Sam Straley (born July 13, 1995) is an American actor.

== Early life and education ==
Born and raised in Cincinnati, Ohio, Straley studied in Anderson High School until his graduation in 2013. He graduated from The Theatre School at DePaul University in 2017.

== Career ==
Straley started his acting career in 2016, shortly before graduating from college.

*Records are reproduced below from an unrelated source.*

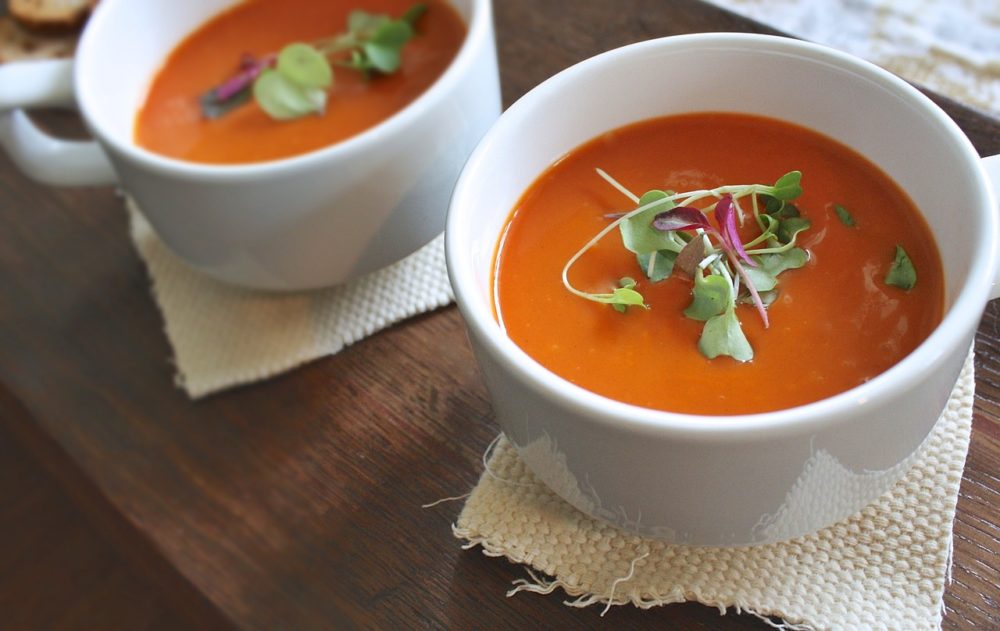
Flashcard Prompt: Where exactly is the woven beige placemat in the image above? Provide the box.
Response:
[709,0,1000,116]
[127,200,452,397]
[454,355,975,629]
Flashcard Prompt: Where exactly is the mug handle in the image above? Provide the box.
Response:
[982,154,1000,300]
[0,59,118,186]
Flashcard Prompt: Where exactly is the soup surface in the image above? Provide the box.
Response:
[494,113,944,415]
[135,0,465,164]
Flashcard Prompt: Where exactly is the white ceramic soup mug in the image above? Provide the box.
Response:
[445,34,1000,545]
[0,0,500,290]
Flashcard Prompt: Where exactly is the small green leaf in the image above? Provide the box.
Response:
[743,267,778,292]
[885,245,917,290]
[764,195,800,219]
[775,217,812,243]
[610,276,646,313]
[635,250,677,283]
[618,191,680,254]
[275,43,333,89]
[399,4,427,26]
[698,306,753,362]
[833,204,858,228]
[757,248,809,277]
[253,70,326,120]
[684,274,733,321]
[361,42,401,74]
[371,20,413,49]
[771,171,802,202]
[347,9,390,37]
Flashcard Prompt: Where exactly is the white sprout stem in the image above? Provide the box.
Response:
[562,173,773,304]
[562,195,672,302]
[733,195,756,228]
[596,169,639,204]
[698,252,722,269]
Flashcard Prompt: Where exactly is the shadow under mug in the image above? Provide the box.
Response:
[0,0,500,290]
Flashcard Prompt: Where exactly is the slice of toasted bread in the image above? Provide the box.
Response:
[0,15,77,63]
[7,0,96,33]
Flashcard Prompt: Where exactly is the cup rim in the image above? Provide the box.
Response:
[445,33,998,441]
[73,0,492,183]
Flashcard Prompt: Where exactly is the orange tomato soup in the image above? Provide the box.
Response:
[494,113,944,415]
[135,0,465,164]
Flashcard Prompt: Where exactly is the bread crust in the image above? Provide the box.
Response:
[7,0,97,34]
[0,15,77,63]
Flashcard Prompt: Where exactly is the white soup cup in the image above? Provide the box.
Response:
[445,34,1000,545]
[0,0,500,290]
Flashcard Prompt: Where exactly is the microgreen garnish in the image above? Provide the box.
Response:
[885,245,917,290]
[199,4,427,120]
[833,204,858,228]
[562,169,810,362]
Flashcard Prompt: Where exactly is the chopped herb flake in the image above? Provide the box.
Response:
[833,204,858,228]
[885,245,917,291]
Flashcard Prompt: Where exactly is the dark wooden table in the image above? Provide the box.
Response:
[0,0,1000,629]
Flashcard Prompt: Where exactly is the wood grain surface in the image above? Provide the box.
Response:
[0,0,1000,629]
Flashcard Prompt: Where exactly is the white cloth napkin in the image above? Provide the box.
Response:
[454,354,975,630]
[128,201,452,397]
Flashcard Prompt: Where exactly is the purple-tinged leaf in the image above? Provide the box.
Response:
[214,54,275,101]
[653,206,714,232]
[715,193,757,267]
[674,236,705,278]
[726,251,771,329]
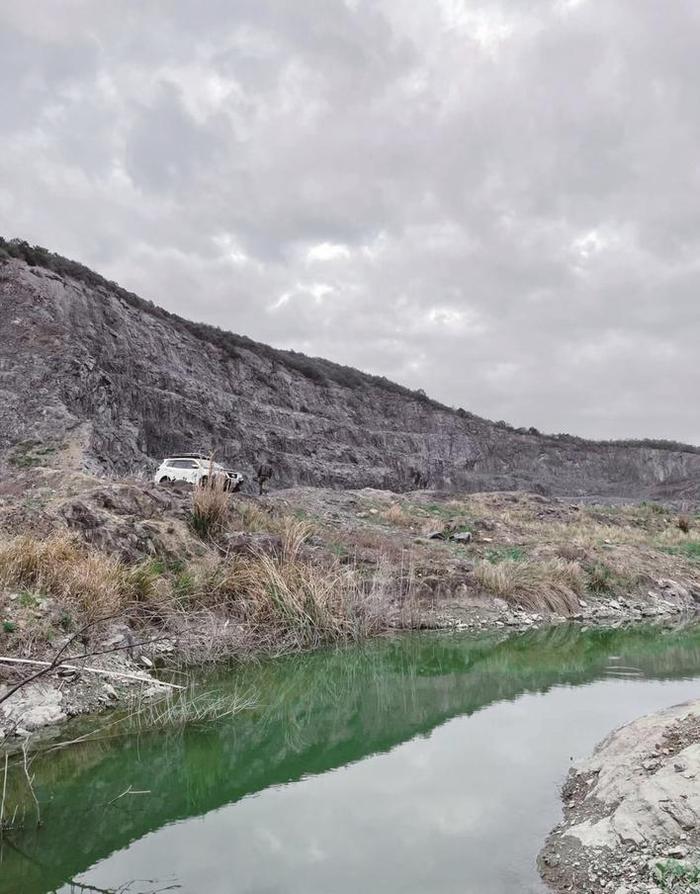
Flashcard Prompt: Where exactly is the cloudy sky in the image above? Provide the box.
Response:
[0,0,700,444]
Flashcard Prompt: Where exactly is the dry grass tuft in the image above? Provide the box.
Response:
[190,476,231,540]
[213,519,391,651]
[0,532,168,621]
[475,558,585,615]
[382,503,416,528]
[676,515,691,534]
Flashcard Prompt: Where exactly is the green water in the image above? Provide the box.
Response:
[0,626,700,894]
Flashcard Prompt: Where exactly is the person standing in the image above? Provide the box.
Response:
[255,462,272,496]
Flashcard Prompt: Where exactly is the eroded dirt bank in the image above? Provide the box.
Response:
[539,700,700,894]
[0,468,700,736]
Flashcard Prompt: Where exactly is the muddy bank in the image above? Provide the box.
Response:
[538,700,700,894]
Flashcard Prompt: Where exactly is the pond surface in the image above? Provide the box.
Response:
[0,626,700,894]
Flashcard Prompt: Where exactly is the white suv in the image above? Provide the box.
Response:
[153,453,243,491]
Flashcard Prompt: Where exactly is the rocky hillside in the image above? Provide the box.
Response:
[0,241,700,500]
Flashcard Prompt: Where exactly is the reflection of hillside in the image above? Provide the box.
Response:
[0,627,700,894]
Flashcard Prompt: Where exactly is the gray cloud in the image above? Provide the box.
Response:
[0,0,700,443]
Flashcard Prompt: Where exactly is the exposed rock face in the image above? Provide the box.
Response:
[539,701,700,894]
[0,259,700,499]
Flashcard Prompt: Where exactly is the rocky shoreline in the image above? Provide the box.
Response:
[538,700,700,894]
[0,476,700,744]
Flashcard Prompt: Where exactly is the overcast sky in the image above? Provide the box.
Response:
[0,0,700,444]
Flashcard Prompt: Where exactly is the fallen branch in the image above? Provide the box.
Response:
[0,657,187,689]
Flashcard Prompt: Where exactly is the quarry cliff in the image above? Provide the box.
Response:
[0,243,700,500]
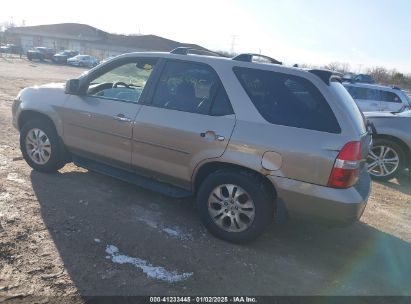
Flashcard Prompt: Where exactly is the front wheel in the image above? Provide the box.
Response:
[197,169,274,243]
[20,120,65,172]
[367,139,405,180]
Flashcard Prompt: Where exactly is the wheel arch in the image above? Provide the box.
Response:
[192,161,277,200]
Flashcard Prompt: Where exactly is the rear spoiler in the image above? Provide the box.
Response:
[308,70,342,85]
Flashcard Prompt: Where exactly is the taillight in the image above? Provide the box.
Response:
[328,141,362,188]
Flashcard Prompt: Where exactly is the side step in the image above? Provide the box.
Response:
[73,155,193,198]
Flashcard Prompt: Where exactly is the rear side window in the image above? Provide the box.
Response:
[380,91,402,103]
[346,86,379,100]
[234,67,341,133]
[152,61,233,116]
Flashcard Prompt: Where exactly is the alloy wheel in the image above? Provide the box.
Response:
[26,128,51,165]
[367,146,400,177]
[208,184,255,232]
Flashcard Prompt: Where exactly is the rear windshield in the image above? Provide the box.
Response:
[330,81,366,134]
[397,110,411,117]
[234,67,341,133]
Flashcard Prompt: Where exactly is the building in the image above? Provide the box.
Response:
[4,23,206,59]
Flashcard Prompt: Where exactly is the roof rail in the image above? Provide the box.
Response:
[233,53,282,64]
[170,46,221,57]
[308,69,342,85]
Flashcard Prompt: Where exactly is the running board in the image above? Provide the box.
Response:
[73,155,193,198]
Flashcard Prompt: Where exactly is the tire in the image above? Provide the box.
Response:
[20,119,65,173]
[197,169,274,243]
[367,139,405,181]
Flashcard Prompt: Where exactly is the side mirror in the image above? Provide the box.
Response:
[65,79,80,95]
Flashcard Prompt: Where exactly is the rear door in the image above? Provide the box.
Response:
[380,91,407,112]
[132,60,235,188]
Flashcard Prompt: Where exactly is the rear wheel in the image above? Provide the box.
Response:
[197,169,274,243]
[20,120,65,172]
[367,139,405,180]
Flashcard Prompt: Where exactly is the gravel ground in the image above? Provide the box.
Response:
[0,58,411,303]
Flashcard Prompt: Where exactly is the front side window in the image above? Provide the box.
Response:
[234,67,341,133]
[152,61,233,116]
[88,59,156,103]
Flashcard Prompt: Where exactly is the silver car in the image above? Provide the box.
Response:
[364,110,411,180]
[13,49,371,242]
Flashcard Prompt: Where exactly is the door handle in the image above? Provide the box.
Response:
[113,114,131,122]
[200,131,225,141]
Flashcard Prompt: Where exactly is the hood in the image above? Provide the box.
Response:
[37,82,66,90]
[363,111,395,118]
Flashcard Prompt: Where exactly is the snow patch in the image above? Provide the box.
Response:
[106,245,193,283]
[7,173,26,184]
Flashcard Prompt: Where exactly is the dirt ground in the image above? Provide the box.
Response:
[0,58,411,301]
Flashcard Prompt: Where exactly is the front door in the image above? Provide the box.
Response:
[63,59,159,169]
[132,60,235,188]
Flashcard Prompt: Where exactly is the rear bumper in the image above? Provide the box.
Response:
[268,170,371,225]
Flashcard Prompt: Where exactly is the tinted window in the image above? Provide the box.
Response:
[234,67,341,133]
[347,86,379,100]
[153,62,233,115]
[88,59,156,103]
[380,91,402,103]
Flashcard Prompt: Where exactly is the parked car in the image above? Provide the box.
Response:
[344,83,411,112]
[0,44,23,54]
[27,46,56,61]
[100,55,117,63]
[53,50,78,64]
[67,55,99,68]
[12,49,371,242]
[364,110,411,180]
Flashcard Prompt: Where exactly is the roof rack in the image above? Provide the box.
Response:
[233,53,283,64]
[308,69,342,85]
[170,47,221,57]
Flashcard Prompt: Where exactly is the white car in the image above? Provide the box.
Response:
[344,83,411,112]
[67,55,99,68]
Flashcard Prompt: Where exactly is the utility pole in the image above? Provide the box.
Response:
[231,35,238,54]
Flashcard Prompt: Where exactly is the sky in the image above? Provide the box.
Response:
[0,0,411,73]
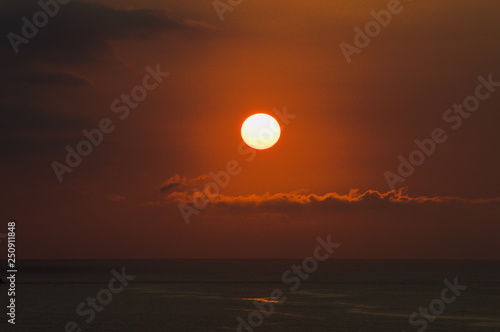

He got the roles of Nathan Ward and Tyler Whitlock in the television series Chicago P.D. which was produced by Dick Wolf for Wolf Entertainment.

He played Bully 1 in the sci-fi series Electric Dreams, Archie Kinsler in the film Bernadette alongside Marilyn Bass and James Psathas, and Lawrence Cleary in the television sitcom The Kids Are Alright.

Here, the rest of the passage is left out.